Piąte zwycięstwo z rzędu odnieśli hokeiści Re-Plast Unii Oświęcim. Mistrzowie Polski w derbowym starciu pokonali Comarch Cracovię 3:0 i objęli prowadzenie w tabeli TAURON Hokej Ligi.
Biało-niebiescy byli dziś zespołem po prostu lepszym. Grali dokładniej, szybciej wymieniali krążek i wykreowali sobie więcej szans. Wykazali się też hokejową dojrzałością, bo praktycznie nie prokurowali zagrożenia pod własną bramką. Jeśli przydarzały im się słabsze momenty, to ze swoich obowiązków dobrze wywiązywał się Linus Lundin. Szwedzki golkiper obronił dziś 21 strzałów i zachował dziś swoje pierwsze czyste konto w tym sezonie. Z kolei swoje premierowe ligowe bramki dobyli Łukasz Krzemień i Henry Karjalainen.
Początek spotkania przypominał partię hokejowych szachów. Oba zespoły nie kwapiły się do ataku, ale ten obraz zmienił się w 8. minucie, gdy sędziowie odesłali na ławkę kar Oskara Jaśkiewicza. Wtedy oświęcimianie podkręcili tempo i dwukrotnie sprawdzili czujność Alexa D’Orio.

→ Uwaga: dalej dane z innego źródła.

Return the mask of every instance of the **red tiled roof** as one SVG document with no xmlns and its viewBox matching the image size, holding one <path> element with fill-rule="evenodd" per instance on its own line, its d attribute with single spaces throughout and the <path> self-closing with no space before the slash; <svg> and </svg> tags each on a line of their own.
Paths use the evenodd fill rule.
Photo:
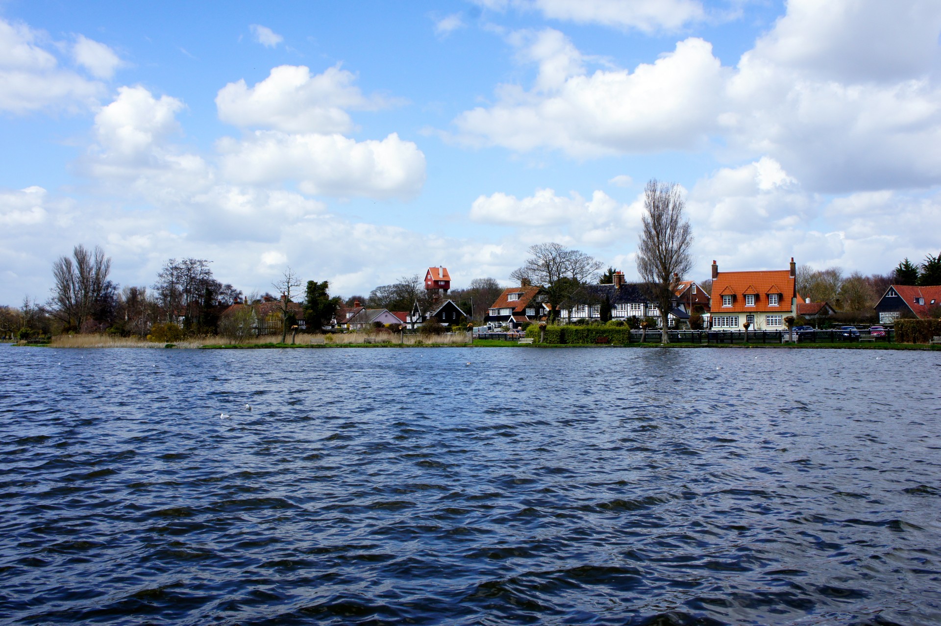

Kanadyjski golkiper w efektownym stylu (końcówką kija) obronił uderzenie Krystiana Dziubińskiego, a chwilę później zatrzymał strzał i dobitkę Henry’ego Karjalainena.
Worek z bramkami rozwiązał się w 12. minucie, a jako pierwsi na listę strzelców wpisali się gospodarze. W ogromnym zamieszaniu podbramkowym golkipera Cracovii pokonał Łukasz Krzemień, który zdecydował się na sprytne uderzenie z bekhendu.
Cracovia trzy minuty później mogła wyrównać, ale odrobiny szczęścia i precyzji zabrakło Jakubowi Bukowski. "Bukoś" zdecydował się na strzał z niemal zerowego kąta, ale krążek nie znalazł drogi do siatki.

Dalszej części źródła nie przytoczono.